Sometimes tools that end up being the most meaningful and powerful in our daily lives come from unexpected places and help us in unexpected ways.
Over the years I’ve seen this play out in a wide variety of ways, with a wide variety of objects, books, ideas, and systems. Recently a friend asked about how I appeared to persevere purposefully through our recent trials. The one obvious, overarching answer to that is God. It’s God, not me. I ran out of myself a looooooong time ago.
The second point I’d make in response is that people are not necessarily as calm and purposeful as they appear. Because you know what? There are times that remaining calm and purposeful requires enormous amounts of effort, energy, and epic internal battles. Discussing this reality led me to reflect on my battles, and I realized that a tool I thought I’d cast aside in the shuffle was actually one of the tools God used to help me persevere.
A few years ago I went through Tim Challies’ book Do More Better with my teenaged sons. I was in the Facebook group Tim started to guide a group of us through the book and the initial set-up of the apps and systems. I really enjoyed getting everything set up and organized. I’m a list-and-details person, so the whole thing is totally my jam. I really enjoyed the camaraderie of the group. It helped get us through the more tedious part of the set-up that some might not have finished on their own. For a long time afterward the whole system really did help me do more good, and do it better.
My favorite piece of the whole Do More Better system is the “Personal Mission Statement.” If you follow Tim’s instructions, you end up composing individual, specific, biblically-guided mission statements for each main sphere of your life. These are meant to be reviewed on a regular basis and used as a tool to help you prioritize tasks and keep your focus. Although I didn’t read and review my Personal Mission Statement as often as prescribed, I did so regularly, and I developed the habit of choosing how I spend my time and resources, and how I use my words, based on the mission.
It wasn’t until recently, in hindsight, that I realized how significant this habit is.
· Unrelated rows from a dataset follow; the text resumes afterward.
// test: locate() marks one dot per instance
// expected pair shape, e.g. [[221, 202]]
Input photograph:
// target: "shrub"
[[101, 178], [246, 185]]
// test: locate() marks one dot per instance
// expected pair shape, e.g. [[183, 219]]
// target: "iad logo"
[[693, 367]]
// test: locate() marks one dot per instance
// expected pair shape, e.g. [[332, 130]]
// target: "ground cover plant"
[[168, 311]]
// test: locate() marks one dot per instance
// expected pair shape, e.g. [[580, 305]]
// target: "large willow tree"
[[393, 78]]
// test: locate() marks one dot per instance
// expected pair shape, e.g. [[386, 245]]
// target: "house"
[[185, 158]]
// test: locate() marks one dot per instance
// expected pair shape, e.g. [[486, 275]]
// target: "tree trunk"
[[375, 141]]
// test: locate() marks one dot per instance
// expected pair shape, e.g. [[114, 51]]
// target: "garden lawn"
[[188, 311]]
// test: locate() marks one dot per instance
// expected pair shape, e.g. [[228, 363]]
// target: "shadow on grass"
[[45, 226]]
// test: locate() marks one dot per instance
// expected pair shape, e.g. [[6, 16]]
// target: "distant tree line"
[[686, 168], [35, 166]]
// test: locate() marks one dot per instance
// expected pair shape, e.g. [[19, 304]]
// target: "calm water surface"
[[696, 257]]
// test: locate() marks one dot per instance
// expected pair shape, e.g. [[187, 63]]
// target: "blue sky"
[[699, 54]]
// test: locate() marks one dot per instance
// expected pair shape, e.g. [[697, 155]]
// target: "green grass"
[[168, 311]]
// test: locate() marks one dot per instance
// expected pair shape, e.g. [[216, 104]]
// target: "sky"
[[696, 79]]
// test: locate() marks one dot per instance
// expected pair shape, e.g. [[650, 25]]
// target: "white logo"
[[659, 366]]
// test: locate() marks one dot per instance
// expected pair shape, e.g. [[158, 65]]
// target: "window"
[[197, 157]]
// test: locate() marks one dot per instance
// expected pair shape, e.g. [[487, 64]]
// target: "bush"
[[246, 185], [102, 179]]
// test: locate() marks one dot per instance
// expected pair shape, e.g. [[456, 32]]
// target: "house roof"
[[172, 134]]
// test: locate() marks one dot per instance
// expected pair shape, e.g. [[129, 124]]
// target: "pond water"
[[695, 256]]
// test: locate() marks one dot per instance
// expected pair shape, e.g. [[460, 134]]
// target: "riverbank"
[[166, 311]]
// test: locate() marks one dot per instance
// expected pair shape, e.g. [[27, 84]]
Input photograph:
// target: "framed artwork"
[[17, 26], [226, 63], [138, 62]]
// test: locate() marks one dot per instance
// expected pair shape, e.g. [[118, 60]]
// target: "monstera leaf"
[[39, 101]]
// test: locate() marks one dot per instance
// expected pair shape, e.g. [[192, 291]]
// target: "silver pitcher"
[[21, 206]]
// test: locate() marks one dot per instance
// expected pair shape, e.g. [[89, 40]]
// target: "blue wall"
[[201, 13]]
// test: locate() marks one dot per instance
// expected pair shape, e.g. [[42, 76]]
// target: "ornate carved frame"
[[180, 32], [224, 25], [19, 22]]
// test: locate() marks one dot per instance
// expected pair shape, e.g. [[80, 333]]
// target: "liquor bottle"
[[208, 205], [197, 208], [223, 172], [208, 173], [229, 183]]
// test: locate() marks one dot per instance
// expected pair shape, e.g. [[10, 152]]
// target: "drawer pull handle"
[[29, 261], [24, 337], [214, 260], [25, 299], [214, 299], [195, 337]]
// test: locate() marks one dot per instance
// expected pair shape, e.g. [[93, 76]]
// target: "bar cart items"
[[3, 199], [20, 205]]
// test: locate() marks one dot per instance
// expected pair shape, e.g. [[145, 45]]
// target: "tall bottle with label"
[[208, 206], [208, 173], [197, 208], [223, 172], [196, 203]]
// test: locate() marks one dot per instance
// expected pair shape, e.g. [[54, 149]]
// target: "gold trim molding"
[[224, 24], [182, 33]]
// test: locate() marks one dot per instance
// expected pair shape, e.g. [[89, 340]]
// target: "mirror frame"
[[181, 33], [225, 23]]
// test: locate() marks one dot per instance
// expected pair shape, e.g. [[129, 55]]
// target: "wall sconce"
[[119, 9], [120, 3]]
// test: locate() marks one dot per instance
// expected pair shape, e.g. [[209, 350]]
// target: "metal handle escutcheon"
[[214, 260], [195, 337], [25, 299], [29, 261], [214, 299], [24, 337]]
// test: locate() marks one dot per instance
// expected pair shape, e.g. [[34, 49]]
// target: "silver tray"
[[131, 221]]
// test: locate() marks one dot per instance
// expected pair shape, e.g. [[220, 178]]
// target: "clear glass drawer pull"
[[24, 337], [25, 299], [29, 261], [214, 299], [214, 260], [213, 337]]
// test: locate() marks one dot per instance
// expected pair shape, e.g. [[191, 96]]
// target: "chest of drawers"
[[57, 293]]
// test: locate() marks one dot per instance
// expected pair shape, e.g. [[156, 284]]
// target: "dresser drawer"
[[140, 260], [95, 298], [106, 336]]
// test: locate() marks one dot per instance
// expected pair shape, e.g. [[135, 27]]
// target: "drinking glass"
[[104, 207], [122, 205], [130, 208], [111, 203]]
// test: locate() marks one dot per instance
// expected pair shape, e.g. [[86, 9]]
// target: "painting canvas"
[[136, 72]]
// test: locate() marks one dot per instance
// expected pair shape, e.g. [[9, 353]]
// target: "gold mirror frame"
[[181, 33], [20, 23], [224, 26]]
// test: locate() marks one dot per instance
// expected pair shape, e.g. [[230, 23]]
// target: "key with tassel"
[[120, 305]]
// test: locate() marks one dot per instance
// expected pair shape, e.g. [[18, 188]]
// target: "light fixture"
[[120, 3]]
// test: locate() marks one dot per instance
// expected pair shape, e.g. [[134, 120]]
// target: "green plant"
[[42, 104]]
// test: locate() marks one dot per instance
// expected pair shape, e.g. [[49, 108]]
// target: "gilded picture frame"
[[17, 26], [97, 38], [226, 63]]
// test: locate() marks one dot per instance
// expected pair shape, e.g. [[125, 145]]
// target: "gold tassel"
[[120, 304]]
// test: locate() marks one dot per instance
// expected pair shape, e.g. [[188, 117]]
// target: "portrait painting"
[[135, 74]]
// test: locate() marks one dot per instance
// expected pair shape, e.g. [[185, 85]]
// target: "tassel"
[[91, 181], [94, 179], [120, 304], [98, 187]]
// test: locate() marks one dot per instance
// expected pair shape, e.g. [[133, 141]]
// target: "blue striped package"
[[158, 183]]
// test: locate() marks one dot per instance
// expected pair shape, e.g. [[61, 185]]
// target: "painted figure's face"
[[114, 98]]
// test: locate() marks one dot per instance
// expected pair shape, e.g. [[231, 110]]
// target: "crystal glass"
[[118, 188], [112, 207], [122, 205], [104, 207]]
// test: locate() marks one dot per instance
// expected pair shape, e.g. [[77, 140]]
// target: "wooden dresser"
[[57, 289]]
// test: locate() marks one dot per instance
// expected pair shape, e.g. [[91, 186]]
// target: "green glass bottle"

When you live through a short-term emergency, most of your ordinary daily tasks and goals are put on hold. Things get behind, you get through the worst of the emergency, do what you can, and then catch up once things calm down.
When you live through a long-term, consuming crisis that involves many repeated emergencies, things quickly get waaaaaaaay too behind and a future season of calm in which you can catch up is generally too far in the future to see, much less count on.
Your days and nights are eaten up and when you have a few moments to consider doing something other than dealing with the crisis it’s hard not to just stand paralyzed in the glare of the headlights. It feels as if every facet of life is urgent, ready to slam into you. Cars are speeding toward you from all sides. How do you even know which way to step?
For me, one thing that helped was remembering the mission.
Through the 10+ months of our emergency-mode, those personal mission statements were a mental checkpoint I could return to in those moments, and they helped inspire me to mission-focused action when all I felt like doing was sobbing in my bed. As my life was stripped to essentials, those mission statements helped me discern what my essentials ought to be. The system was no longer about productivity or doing the usual things better, it was more than ever about doing more good. About making the best choice moment by moment, under the circumstances. It was about defining what was best. It was about doing something, but not just anything.
For me, it wasn’t only about which task to prioritize over another at a given moment, but also about things like calm, loving interactions with loved ones being more important than all the emails and dishes and laundry and bookkeeping and lesson plans being done. I’m naturally task-oriented and I become stressed when mountains of tasks are undone and frustrated when interrupted mid-task, but my missions involve relating with and caring for people in ways that build them up in Christ so I have to remember and fight to make the latter the most important thing even as I chip away at the necessary task-mountains.
I’m really thankful God put Do More Better in my path when He did and enabled me to develop those personal mission statements and the habit of trying to live by those priorities even when I wasn’t actively reading the missions statements. God used them as one of the tools to help me keep taking another thoughtful step forward, by His grace.